Claire dropped down next to Annie. She grabbed an empty plate, but stared at the luncheon fare as if making her own meal required too much effort.
“Claire, honey, you got to eat something,” D.W. said.
“I know.” She didn’t move a muscle. D.W. took two slices of wheat bread, smoothed on a thin layer of mustard, slapped on several slices of turkey and finished it off with a few leaves of crisp, green lettuce. “Enjoy this fresh stuff while you can, Annie,” he said, breaking the awkward silence. “When it’s gone, it’ll be back to canned tuna, boxed mac-and-cheese and that god-awful powdered milk. I don’t think anybody ever drinks that swill. Don’t know why we stock it.”
Claire sniffed. “When you buy your own boat, D.W., you can stock the galley any way you please.”
“Can’t be soon enough,” D.W. mumbled before setting the sandwich he’d made in front of Claire. “Just the way you like it, so eat.” He went to work on his own lunch.
“D.W.?” she asked. “Do I butt into other people’s business?”
A chip caught in D.W.’s throat, and he coughed. “God, no, honey. Who told you that?”
“Never mind.” Claire picked up the sandwich and took a bite.
Annie hid her smile behind a glass of fresh, cold milk and took a swallow. Simon finally finished cleaning up, sat next to D.W. and hastily put together his own lunch. By the time Claire got around to her second bite, Simon had already wolfed down most of his food. He stood, dropped his garbage in the bin and left.
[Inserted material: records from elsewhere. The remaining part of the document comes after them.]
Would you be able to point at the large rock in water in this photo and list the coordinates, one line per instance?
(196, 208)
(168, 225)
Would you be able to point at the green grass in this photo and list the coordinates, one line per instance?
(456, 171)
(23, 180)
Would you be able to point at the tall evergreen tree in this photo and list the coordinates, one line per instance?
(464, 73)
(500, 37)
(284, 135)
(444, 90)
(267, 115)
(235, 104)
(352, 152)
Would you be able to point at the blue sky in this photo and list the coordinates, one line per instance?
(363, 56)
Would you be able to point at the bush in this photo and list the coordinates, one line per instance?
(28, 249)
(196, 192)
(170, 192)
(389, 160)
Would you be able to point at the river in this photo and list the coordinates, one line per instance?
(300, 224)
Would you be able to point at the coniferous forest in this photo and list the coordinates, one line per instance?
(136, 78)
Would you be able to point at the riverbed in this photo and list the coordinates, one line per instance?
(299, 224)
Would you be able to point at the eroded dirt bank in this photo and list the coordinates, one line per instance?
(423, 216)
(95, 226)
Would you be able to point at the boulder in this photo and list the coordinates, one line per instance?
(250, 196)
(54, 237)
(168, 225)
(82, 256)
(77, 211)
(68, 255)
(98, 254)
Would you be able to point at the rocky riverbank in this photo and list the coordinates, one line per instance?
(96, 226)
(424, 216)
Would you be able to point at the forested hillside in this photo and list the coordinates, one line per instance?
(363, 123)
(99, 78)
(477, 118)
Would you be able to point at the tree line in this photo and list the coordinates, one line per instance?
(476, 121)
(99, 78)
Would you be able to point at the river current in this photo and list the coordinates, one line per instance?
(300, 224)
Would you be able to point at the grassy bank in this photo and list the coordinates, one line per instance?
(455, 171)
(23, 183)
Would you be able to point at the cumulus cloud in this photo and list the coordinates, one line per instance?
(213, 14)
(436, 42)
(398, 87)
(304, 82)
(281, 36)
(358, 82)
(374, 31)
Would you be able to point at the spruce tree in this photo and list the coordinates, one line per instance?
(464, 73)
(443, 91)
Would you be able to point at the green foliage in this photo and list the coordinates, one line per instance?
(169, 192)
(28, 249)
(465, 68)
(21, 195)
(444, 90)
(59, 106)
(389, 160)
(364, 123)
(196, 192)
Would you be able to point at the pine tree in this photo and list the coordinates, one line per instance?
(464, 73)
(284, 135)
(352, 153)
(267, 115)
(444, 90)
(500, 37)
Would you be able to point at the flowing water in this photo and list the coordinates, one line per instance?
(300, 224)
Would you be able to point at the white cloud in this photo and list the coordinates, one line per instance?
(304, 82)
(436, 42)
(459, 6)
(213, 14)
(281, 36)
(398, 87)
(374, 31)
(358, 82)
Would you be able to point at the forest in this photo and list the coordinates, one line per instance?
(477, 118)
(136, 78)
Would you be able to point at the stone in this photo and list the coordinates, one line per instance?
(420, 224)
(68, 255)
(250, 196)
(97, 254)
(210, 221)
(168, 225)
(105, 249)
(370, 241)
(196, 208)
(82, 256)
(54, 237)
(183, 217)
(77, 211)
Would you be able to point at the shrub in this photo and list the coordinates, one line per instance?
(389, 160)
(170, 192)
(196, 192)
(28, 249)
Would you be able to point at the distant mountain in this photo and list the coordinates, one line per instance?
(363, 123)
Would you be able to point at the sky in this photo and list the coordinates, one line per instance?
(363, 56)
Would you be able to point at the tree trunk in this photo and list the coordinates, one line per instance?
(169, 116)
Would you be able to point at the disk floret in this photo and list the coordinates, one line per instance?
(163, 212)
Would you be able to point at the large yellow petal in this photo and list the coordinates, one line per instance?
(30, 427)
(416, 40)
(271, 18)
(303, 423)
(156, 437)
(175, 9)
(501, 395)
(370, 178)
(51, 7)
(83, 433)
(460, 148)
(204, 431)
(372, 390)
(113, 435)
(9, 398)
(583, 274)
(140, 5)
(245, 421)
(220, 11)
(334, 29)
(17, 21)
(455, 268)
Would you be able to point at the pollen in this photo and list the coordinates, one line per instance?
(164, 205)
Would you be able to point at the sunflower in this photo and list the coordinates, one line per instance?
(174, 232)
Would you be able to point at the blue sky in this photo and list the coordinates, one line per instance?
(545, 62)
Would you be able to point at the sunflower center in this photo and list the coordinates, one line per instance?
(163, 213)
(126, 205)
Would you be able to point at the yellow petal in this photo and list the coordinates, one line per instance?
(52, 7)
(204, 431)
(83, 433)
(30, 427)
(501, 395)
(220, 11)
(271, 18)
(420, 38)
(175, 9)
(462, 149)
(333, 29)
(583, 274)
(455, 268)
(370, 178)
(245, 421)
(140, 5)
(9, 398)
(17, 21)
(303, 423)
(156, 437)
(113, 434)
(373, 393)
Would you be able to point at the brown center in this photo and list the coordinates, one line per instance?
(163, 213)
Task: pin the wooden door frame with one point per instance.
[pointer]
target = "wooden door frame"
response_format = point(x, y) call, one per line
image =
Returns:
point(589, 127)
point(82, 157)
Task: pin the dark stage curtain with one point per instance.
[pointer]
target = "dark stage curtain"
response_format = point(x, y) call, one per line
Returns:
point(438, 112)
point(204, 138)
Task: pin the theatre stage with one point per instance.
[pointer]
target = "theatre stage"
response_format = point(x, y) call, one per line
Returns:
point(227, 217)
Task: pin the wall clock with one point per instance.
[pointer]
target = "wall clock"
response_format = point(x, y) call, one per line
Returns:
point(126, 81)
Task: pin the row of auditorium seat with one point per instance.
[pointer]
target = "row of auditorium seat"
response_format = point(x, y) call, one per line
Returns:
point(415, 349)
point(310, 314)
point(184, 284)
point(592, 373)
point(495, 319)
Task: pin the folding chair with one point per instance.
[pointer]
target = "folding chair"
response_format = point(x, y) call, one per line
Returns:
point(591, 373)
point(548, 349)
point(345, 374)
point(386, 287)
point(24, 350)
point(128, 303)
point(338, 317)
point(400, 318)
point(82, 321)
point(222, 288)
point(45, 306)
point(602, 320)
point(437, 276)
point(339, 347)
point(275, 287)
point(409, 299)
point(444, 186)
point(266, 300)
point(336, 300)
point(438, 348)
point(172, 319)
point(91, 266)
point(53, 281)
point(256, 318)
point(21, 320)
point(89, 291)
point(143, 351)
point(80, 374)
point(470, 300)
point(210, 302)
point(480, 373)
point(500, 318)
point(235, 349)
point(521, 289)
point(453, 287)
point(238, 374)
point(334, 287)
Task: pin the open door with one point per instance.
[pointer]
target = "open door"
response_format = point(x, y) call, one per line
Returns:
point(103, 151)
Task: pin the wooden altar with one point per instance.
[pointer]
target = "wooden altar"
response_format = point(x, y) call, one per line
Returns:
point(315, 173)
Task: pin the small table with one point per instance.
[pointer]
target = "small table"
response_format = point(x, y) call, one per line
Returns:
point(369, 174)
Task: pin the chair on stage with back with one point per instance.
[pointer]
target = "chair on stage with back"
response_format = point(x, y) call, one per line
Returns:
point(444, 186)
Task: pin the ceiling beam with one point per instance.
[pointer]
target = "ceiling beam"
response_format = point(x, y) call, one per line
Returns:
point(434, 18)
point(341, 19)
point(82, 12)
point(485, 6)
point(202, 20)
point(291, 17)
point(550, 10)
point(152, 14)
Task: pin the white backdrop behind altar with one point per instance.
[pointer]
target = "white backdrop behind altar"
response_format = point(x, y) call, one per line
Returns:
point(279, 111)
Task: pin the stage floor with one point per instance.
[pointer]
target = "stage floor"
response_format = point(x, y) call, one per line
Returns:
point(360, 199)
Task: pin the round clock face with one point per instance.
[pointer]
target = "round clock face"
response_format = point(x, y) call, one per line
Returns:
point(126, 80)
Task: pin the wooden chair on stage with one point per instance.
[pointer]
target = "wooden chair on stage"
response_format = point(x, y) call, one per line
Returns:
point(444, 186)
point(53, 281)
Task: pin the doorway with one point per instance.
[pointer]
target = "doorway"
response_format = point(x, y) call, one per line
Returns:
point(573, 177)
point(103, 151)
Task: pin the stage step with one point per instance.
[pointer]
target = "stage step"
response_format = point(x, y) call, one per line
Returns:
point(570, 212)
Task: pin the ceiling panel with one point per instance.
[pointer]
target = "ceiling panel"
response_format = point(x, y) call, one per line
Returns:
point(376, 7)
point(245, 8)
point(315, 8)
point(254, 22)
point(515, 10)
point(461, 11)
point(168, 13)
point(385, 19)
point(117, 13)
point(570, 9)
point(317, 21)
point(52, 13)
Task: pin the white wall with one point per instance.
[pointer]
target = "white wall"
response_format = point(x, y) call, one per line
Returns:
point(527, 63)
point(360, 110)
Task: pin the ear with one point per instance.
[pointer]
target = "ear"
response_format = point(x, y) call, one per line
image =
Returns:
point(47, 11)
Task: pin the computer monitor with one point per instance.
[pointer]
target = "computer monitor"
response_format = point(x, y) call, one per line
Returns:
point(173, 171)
“He doesn’t talk much, hmmm?” Annie peeled a banana.
Claire poured herself some milk. “When I was a kid, Simon was the best uncle any kid could hope for. We played cards together, hide and seek, hangman. I turned thirteen, developed breasts and poof. He’s hardly looked at me since.”
“And he’s missing one fine sight, if you ask me.” D.W. smiled at Claire.
“No one did ask you,” Claire said, scowling back at him.
“As a matter of fact,” D.W. said, barely missing a beat with a wink at Annie, “I believe Simon’s missing t
wo fine sights.”
Claire’s scowl deepened before she glanced past Annie and nodded toward the stern. “There he goes. Like clockwork.”
Annie spun around to find Jake, minus a shirt and the ever-present baseball cap, striding across the deck. In one swift and obviously practiced movement, he hopped over the rail and dove off the boat. She gasped and jumped up.
“It’s okay.” Claire laughed, grabbing her wrist to settle her back down.
“What’s he doing?”
“He gets antsy and needs to let off a little steam,” Claire explained. “Whoever’s at the helm reduces speed, and he swims alongside the boat until he burns out. Believe me, we’ll all be a lot happier for it.” She popped another bite of sandwich in her mouth.
D.W. tilted his head in Jake’s direction. “That man’s wound tighter than a Texas twister.”
Claire chuckled. “Sam used to say Jake had shark’s blood running through his veins—cold, focused and deadly serious.”
“Sam?” This question was out before Annie could hold herself back.
“My husband. Jake’s younger brother. He died in a diving accident a while back. Same accident that messed up Jake’s leg.”
As Claire spoke, Annie sensed D.W. stiffen beside her.
“Sam got caught in a winch rope, and Jake tried freeing him,” Claire went on. “The tension on the rope almost twisted Jake’s foot clear off the end of his leg. Sam drowned before we could get him to the surface.”
“I’m sorry.” Annie fiddled with the corner of her napkin.
“Me, too. We all miss him. Jake more than most.” Claire took another gulp of milk. “Sam had a way of leveling him out. He used to tease Jake that if he didn’t lighten up he’d actually turn into a shark one of these days. ‘Before you know it,’ Sam would say, ‘Jake’ll start growing jagged teeth and sprouting fins, and we’ll never see him again.’”
Annie felt the heat of Claire’s intense gaze.